At Mirangini, area Deputy County Commissioner Omari Ali said to end the crisis, the government must stop relying on big millers and suppliers and make the maize available to small millers in rural arrears, and appoint special suppliers to supply retail shops.
“The maize should also be distributed through National Cereals and Produce Board (NCPB) for easy access to traders and community. All we need is to streamline the distribution network,” said Mr Ali.
John Njenga, a trader at Mirangini market said due to the profits margins and conditions imposed by the suppliers, most traders are unwilling to stock the flour.
“We buy the flour at Sh87, then we are expected to order with other items and we can only buy limited stocks.
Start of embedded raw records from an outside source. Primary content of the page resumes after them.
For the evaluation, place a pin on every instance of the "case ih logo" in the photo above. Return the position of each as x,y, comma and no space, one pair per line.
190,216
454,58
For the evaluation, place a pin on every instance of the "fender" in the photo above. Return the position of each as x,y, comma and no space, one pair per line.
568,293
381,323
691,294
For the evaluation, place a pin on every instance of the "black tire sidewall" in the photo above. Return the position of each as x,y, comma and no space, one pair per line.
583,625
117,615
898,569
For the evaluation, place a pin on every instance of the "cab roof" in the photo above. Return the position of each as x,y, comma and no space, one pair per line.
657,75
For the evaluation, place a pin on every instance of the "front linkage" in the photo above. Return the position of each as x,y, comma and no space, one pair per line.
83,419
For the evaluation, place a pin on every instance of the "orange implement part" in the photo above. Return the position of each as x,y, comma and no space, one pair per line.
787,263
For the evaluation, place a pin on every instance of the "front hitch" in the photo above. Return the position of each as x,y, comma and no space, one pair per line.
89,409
In addition, we are required to meet transport costs, that is why we sell the flour at Sh100,” Mr Njenga told the task force.
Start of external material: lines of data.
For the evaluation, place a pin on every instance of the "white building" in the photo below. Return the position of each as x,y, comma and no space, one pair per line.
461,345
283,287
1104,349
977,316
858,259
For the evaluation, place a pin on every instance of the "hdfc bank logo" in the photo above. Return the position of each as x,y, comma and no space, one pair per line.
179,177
Like the deputy county commissioner, Mr Njenga said the solution lies in appointing honest traders targeting the retail outlets.
In the same town, Isaac Njuguna, said he made his orders three weeks ago, but his supplier is adamant to supply the flour after he declined to buy other slow moving commodities.
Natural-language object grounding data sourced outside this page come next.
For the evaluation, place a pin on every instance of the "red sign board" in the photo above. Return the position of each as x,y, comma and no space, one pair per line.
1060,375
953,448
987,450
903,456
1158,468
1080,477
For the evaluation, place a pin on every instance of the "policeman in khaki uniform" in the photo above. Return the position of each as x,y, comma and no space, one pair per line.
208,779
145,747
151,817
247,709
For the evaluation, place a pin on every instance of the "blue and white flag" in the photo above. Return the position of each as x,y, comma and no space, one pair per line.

The supplier allows him a bale of maize flour in a week, to stock in a supermarket shop.
House Pride supermarket proprietor Lucy Wairimu was also of the opinion that the government should sell the subsidised maize to local traders.
“I was shocked to learn that a supplier I have dealt with for decades can impose such harsh conditions on me. He has the flour but insists I must purchase with other merchandise or I personally travel to his go-downs in Nakuru town.
“The profits margin do not allow me to transport from Nakuru, where I will also get limited supplies,” said Ms Wairimu.
Asked about general business environment by the task force chairman, Ms Wairimu replied: “You have been here for more than 30 minutes, but you have not spotted any customer, it’s because there is no flour, lack of maize flour has affected the entire businesses.”
At Tumaini market, Samson Macharia, owner of Umoja retail shop says he has never sold a packet of the subsidised maize flour.
“I only hear about it, I gave up when my distributor demanded I purchase selected commodities worth Sh2, 000 for every bale of maize flour. A bale of subsidised maize flour sells at Sh1, 050, meaning I was to spend double amount of money purchasing things I do not need,” said the trader.
He opted to go for locally milled flour retailing at between Sh65 to Sh70 per kilo.
Mr Kimiti, attributed the shortage and tricks used by dealers to lack of a serious miller plant in Nyandarua County, forcing the traders to order from outside the county.
Any trader disobeying the government directive on pricing will have their trading licenses cancelled, Mr Kimiti warned.